L’article 50 est ainsi libellé : « Lorsque les institutions de la République, l’indépendance de la nation, l’intégrité du territoire national, l’exécution de ses engagements internationaux sont menacés d’une manière grave et immédiate et que le fonctionnement régulier des pouvoirs publics constitutionnels est interrompu, le Président de la République prend les mesures exceptionnelles exigées par ces circonstances après consultation du Premier ministre, des Présidents de l’Assemblée nationale et du Haut Conseil des Collectivités ainsi que de la Cour Constitutionnelle. Il en informe la Nation par un message. L’application de ces pouvoirs exceptionnels par le Président de la République ne doit en aucun cas compromettre la souveraineté nationale ni l’intégrité territoriale. Les pouvoirs exceptionnels doivent viser à assurer la continuité de l’Etat et le rétablissement dans les brefs délais du fonctionnement régulier des institutions conformément à la Constitution. L’Assemblée nationale se réunit de plein droit et ne peut être dissoute pendant l’exercice des pouvoirs exceptionnels ».

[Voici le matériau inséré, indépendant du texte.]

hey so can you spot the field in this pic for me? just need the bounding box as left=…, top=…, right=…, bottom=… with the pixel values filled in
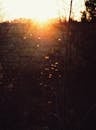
left=0, top=20, right=96, bottom=129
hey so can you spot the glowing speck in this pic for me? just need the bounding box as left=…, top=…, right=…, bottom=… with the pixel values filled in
left=38, top=37, right=41, bottom=40
left=45, top=68, right=49, bottom=71
left=51, top=64, right=56, bottom=67
left=45, top=56, right=49, bottom=60
left=59, top=75, right=62, bottom=78
left=41, top=72, right=43, bottom=75
left=55, top=69, right=58, bottom=72
left=8, top=83, right=13, bottom=89
left=58, top=38, right=61, bottom=41
left=51, top=67, right=54, bottom=70
left=24, top=36, right=27, bottom=40
left=44, top=84, right=47, bottom=87
left=40, top=83, right=43, bottom=86
left=49, top=74, right=52, bottom=79
left=30, top=33, right=32, bottom=36
left=37, top=44, right=40, bottom=48
left=55, top=62, right=59, bottom=65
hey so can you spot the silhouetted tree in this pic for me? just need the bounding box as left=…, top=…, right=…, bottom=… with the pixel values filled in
left=69, top=0, right=73, bottom=22
left=81, top=11, right=87, bottom=22
left=85, top=0, right=96, bottom=22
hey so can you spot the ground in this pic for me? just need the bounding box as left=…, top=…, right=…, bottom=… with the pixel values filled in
left=0, top=21, right=96, bottom=129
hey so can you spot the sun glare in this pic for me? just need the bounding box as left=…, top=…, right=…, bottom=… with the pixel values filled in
left=2, top=0, right=85, bottom=23
left=3, top=0, right=58, bottom=23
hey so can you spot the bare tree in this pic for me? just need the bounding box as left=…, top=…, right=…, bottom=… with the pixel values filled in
left=69, top=0, right=73, bottom=22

A titre de rappel, cet article 50 n’est que la copie édulcorée du controversé article 16 de la Constitution française de 1958 appliqué une seule fois en 1961 à la suite du putsch des généraux d’Alger. Au vu de cette expérience française de mise en œuvre de l’article 16 et des dispositions pertinentes de l’article 50 de notre Constitution, la proposition consistant à permettre au Président IBK de recourir à celui-ci pour décider que la présidentielle de 2018 se tiendra uniquement dans les zones sous le contrôle de l’Etat central, relève purement et simplement d’une interprétation laxiste inacceptable. D’une part, aucune des deux conditions posées par l’article 50 n’est réunie pour rendre son déclenchement conforme à la Constitution. D’autre part, le régime juridique consécutif à une mise en œuvre de l’article 50 ne peut se résumer au simple fait pour le Président IBK de décréter que la présidentielle de 2018 à laquelle lui-même est candidat, va se tenir uniquement dans les zones sous le contrôle de l’Etat central.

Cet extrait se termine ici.